Wednesday, November 13, 2013

Looking back and looking forward

For those who have read this blog before, it would come as no surprise that there has been a hiatus in posting followed by another post like this, breaking the silence. So with this I'd like to catch up and look ahead.

I last posted over three years ago, just before the International Mother Language Day 2010 - something I've paid attention to over the years. IMLD is also the occasion on which the winner of the Linguapax Award is given in recognition of "actions carried out in different areas in favour of the preservation of linguistic diversity, revitalization and reactivation of linguistic communities and the promotion of multilingualism." In 2013, Africa had another awardee, the Mauritian organization Ledikasyon pu Travayer (education for workers in Morisyen, the French-based Indian Ocean islands creole language of Mauritius).

However, last year, the first two (very distinguished) African recipients of the Linguapax Prize passed away - Neville Alexander of South Africa (Linguapax Award 2008) in July 2012, and Maurice Tadadjeu of Cameroon (Linguapax Award 2005) a few months later in December.

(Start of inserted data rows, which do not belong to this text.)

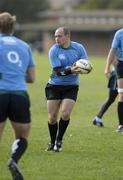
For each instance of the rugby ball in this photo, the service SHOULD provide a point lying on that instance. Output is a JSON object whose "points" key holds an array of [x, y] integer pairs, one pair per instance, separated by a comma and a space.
{"points": [[84, 65]]}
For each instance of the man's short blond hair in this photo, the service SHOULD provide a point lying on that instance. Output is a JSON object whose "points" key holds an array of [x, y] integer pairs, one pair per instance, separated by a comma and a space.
{"points": [[7, 22]]}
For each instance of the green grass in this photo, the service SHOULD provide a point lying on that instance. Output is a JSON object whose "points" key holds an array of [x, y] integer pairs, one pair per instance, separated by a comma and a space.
{"points": [[89, 153]]}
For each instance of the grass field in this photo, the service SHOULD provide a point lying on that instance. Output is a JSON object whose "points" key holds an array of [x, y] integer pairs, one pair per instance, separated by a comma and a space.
{"points": [[89, 153]]}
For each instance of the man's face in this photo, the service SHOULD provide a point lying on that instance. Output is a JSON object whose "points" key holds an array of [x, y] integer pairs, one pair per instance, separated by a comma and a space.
{"points": [[60, 38]]}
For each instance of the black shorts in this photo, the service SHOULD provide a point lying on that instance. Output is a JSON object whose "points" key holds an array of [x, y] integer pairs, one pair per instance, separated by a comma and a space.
{"points": [[112, 83], [119, 69], [54, 92], [15, 106]]}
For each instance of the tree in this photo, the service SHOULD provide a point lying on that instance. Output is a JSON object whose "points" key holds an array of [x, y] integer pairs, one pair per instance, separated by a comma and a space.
{"points": [[25, 10]]}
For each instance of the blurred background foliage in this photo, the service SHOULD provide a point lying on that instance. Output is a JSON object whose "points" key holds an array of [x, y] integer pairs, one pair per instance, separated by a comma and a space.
{"points": [[27, 11]]}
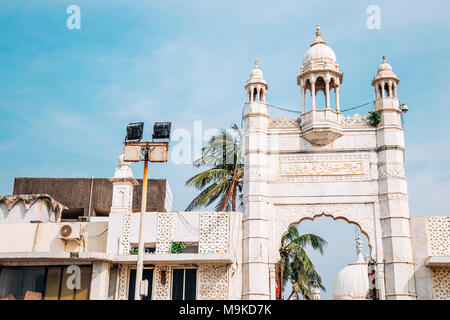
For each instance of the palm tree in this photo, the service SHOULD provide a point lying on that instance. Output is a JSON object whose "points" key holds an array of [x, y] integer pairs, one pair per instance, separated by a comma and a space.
{"points": [[223, 181], [295, 265]]}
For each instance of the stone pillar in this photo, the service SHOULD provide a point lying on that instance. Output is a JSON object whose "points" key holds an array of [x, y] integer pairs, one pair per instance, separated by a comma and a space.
{"points": [[327, 94], [303, 92], [273, 282], [255, 267], [393, 199], [123, 184], [99, 281], [336, 91]]}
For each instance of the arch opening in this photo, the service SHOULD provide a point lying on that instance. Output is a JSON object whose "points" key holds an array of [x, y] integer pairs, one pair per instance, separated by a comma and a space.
{"points": [[340, 251]]}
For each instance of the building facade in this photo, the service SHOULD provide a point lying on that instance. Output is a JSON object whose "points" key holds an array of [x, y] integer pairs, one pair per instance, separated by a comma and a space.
{"points": [[77, 238]]}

When I last posted on this blog in early 2010, Niger was in a muddle, politically speaking, and Mali was apparently a model; now Niger seems stable and Mali is recovering from a terrible year. I do not plan to spend too much time in this blog on issues relating to governments and conflict, though in some cases such issues will be hard to ignore. However the focus will continue to be on African languages and the "information society," along with related aspects of development and education.

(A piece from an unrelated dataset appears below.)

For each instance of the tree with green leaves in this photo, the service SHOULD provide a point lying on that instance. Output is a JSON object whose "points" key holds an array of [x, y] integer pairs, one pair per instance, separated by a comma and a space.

During most of the rest of 2010 I was based in Djibouti, and had the opportunity to follow up on and observe some US military civil affairs projects in northern Uganda and eastern Ethiopia. From the point of view of African languages, what was particularly interesting was to note aspects of training of community animal health workers in Oromo language (''Oromiffa'') in the Harari region of Ethiopia, and in Karamojong (''ŋaKaramojoŋ'') in Moroto, Uganda (my third trip to that country). While English was also used in both cases, the first languages of the trainees (Oromo and Karamojong) were central to learning. (I compiled a list of veterinary and animal terms in Karamojong, cross-checked with several references.)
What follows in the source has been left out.